For those keeping score at home, New Jack is remarkably consistent in his views on his most infamous moments—the artery severing blading of the “Mass Transit Incident” that nearly sank the nascent rise of ECW, tossing Vic Grimes off a scaffolding in retaliation for a previous botched stunt, the hospitalization required weaponized beatdowns of both Gypsy Joe and Hunter Red— often couching them as the natural outgrowth of opponents who lacked suitable experience in the ring or respect for their fellow wrestlers. He also doesn’t bother to hide how his heavy cocaine usage at the time may have shortened the fuse on his already explosive temper.
It’s rare that a documentary subject is both incredibly willing to answer questions, engaging while doing so, and utterly indifferent toward garnering viewer sympathy or revising history. That makes New Jack‘s general reluctance to venture beyond well worn paths all the more disappointing. The co-directors don’t seem to have a great handle on what form they wanted the finished film to take. While their occasional interjections often skirt the edge of some revealing territory, they cut abruptly to another subject rather than probing any deeper. This leaves the most interesting nuances of New Jack’s larger than life story unaddressed at the edges of the frame.

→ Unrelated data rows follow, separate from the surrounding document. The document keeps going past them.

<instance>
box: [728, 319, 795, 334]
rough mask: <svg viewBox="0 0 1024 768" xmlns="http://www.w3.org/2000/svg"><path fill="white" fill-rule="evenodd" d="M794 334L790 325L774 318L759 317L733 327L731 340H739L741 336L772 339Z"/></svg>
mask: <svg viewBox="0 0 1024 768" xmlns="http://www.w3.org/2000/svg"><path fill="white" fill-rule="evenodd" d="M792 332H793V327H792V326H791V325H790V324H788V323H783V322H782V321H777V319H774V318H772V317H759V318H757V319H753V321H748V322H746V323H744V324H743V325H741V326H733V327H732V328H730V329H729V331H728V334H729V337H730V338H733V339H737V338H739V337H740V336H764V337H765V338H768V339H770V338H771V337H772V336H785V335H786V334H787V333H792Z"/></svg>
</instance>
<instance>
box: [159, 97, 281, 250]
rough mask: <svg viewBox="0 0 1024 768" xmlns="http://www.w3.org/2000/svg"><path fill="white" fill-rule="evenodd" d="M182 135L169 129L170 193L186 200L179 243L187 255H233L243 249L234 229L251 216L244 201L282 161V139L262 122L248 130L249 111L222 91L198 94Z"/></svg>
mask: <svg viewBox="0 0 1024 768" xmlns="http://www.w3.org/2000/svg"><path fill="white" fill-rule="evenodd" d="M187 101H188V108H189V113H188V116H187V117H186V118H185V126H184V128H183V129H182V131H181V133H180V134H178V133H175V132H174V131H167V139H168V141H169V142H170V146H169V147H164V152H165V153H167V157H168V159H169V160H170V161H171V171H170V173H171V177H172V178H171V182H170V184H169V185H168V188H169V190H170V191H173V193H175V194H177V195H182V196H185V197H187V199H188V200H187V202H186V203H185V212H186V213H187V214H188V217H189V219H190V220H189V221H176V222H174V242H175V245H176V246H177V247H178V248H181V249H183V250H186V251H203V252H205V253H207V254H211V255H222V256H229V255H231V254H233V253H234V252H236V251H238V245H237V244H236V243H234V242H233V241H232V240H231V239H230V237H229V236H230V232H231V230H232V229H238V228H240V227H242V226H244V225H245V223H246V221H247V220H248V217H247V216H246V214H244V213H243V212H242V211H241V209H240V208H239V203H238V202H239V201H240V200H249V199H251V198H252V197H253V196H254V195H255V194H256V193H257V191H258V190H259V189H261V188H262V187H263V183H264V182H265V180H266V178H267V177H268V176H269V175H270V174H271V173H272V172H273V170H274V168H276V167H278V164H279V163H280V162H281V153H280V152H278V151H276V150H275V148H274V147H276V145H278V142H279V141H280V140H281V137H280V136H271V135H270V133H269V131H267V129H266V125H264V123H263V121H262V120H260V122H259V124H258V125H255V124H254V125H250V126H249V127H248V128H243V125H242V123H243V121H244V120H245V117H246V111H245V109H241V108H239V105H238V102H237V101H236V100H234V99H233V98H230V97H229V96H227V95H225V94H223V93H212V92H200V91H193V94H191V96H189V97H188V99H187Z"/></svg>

How did New Jack feel about being asked by bookers to monetize rural racism, when he was the one who took on the largest physical and psychological risk, for what was likely the smallest cut of the profits? What would he have considered to be going too far, and what ideological line separated those instances from a career full of real life violence in the context of fictional narrative? How did he manage to continue working for decades, despite openly admitting his liability nightmare tendencies to go dangerously off script when provoked? How did any of this reconcile with the man who was fiercely protective of keeping his surprisingly ordinary roles as a husband and parent out of the public eye almost entirely?
New Jack offers an identity crisis with no real answers. By editing the film into series of vignettes, the directors have created something that likely will be too disjointed to paint a clear picture for casual wrestling fans, while offering little new insight for dedicated devotees of hardcore wrestling history. Given that the film’s Slamdance Festival premiere is an accidental epitaph —Jerome Young passed away in May of 2021, at age 58— it is unfortunate that New Jack doesn’t have anything more definitive to say about the man or the character he created. It feels like a missed opportunity that film satisfies itself with a surface level journey into the familiar celluloid arc of an aging wrestler having to fend for themselves once the inevitable injuries force the final bell on their days as a headliner.